Known as a helium hydride ion (HeH+), this conglomeration of basic bits is just a helium atom and a hydrogen’s nucleus (aka a proton) stuck together. As the first compound created in the universe, you’d expect there to be traces of it throughout the universe — but astronomers couldn’t find it. (Scientists managed to produce some in the lab in 1925, so at least they knew it wasn’t an impossible substance.)
However, just as researchers wondered if they might’ve gotten things wrong about the early universe (or basic chemistry), fortune smiled on them: A paper today in Nature describes the first unequivocal discovery of the HeH+ molecule in space. It took precise instruments and a flying observatory to do it, but now chemists and cosmologists alike can breathe easy — and push their research in new directions.
SOFIA So Fine
Ever since the 1970s, astronomers had been looking for HeH+ molecules in the hazy collections of gas and dust known as nebulas. Some in particular, called planetary nebulas, could mimic conditions in the early universe, so they became the biggest targets. But for decades, astronomers found nothing. (Well, nothing definite, at least; some helium hydride findings came in, but they all remained unconfirmed.)
Part of the problem was that the kind of light the molecule gives off is easily absorbed by Earth’s atmosphere. The very air around most observatories was blocking out the molecule’s signature. So to get a good look, scientists had to literally rise above all that.
Most observatories are built high up on mountains for lots of reasons, but even that wasn’t good enough for this search. Instead, astronomers turned to the Stratospheric Observatory for Infrared Astronomy, or just SOFIA, which is literally an observatory aboard a plane.

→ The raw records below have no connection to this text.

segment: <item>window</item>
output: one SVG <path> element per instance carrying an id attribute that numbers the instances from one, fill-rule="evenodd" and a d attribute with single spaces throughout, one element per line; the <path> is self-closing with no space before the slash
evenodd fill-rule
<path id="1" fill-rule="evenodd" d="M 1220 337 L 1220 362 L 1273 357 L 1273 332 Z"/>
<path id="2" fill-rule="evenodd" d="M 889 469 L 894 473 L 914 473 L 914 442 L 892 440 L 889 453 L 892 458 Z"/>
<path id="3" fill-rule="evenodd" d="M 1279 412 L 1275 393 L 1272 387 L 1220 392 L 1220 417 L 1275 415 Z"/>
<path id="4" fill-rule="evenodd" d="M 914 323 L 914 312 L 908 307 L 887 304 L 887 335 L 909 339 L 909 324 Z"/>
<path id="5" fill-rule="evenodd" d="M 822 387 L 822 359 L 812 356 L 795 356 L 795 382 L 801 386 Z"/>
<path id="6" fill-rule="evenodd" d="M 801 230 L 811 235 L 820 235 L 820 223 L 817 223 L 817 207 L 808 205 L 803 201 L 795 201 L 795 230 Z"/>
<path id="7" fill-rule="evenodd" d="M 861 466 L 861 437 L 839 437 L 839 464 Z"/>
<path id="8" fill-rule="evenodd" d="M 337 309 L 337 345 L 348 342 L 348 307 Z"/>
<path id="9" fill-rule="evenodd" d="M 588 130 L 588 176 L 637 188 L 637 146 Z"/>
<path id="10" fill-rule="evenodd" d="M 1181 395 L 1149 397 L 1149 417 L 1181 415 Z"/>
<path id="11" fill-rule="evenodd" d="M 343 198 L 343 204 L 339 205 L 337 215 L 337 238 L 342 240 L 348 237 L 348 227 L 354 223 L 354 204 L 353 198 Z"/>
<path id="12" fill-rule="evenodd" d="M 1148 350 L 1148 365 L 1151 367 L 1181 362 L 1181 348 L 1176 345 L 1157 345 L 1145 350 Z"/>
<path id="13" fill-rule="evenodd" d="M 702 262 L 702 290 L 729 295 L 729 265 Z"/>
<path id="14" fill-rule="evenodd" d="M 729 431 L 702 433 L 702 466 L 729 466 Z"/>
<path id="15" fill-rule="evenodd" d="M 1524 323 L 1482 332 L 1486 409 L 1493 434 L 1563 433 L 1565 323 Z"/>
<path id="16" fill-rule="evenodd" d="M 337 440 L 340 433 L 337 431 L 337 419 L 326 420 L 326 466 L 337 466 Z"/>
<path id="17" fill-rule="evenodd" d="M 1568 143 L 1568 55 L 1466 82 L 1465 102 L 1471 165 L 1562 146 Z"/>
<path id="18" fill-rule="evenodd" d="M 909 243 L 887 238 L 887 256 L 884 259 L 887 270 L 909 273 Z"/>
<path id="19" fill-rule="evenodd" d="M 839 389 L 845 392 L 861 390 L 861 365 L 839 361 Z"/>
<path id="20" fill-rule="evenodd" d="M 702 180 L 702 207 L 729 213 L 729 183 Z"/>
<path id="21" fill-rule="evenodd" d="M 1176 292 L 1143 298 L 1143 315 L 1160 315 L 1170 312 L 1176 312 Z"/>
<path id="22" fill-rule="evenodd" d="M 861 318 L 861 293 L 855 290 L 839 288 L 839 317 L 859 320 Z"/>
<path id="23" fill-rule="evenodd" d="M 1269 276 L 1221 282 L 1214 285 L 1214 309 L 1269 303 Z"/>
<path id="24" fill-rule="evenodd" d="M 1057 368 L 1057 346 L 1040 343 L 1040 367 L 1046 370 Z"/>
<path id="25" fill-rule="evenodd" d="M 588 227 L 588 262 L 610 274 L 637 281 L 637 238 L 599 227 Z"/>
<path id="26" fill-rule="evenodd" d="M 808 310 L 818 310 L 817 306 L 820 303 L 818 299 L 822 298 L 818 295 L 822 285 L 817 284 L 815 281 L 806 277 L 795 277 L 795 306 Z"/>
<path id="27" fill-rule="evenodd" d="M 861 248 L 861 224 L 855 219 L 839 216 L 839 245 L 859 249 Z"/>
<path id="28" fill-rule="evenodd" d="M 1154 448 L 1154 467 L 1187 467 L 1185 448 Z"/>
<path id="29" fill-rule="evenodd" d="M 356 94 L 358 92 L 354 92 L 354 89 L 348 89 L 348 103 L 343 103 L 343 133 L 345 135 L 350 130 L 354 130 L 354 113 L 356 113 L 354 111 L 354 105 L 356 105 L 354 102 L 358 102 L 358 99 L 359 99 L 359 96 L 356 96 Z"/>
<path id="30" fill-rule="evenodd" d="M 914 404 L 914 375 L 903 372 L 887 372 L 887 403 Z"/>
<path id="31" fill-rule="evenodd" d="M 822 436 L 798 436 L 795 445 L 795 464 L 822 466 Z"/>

They took their telescope above all that blocking air, and finally saw clear and unambiguous emissions of the HeH+ ion, coming from a planetary nebula named NGC 7027, 2,900 light-years from Earth.
The finding opens a window into the behavior of planetary nebulas, and into this specific molecule (which formed differently in the distant past than in NGC 7027). Plus, it gives researchers better numbers to help them form more accurate theories and models.
But mostly, this is a symbolic victory, confirming some of the most basic things we think we know about the early universe, some 14 billion years ago.
As the study’s authors put it: “The chemistry of the Universe began with this ion. The lack of definitive evidence for its very existence in interstellar space has been a dilemma for astronomy. The unambiguous detection reported here brings a decades-long search to a happy ending at last.”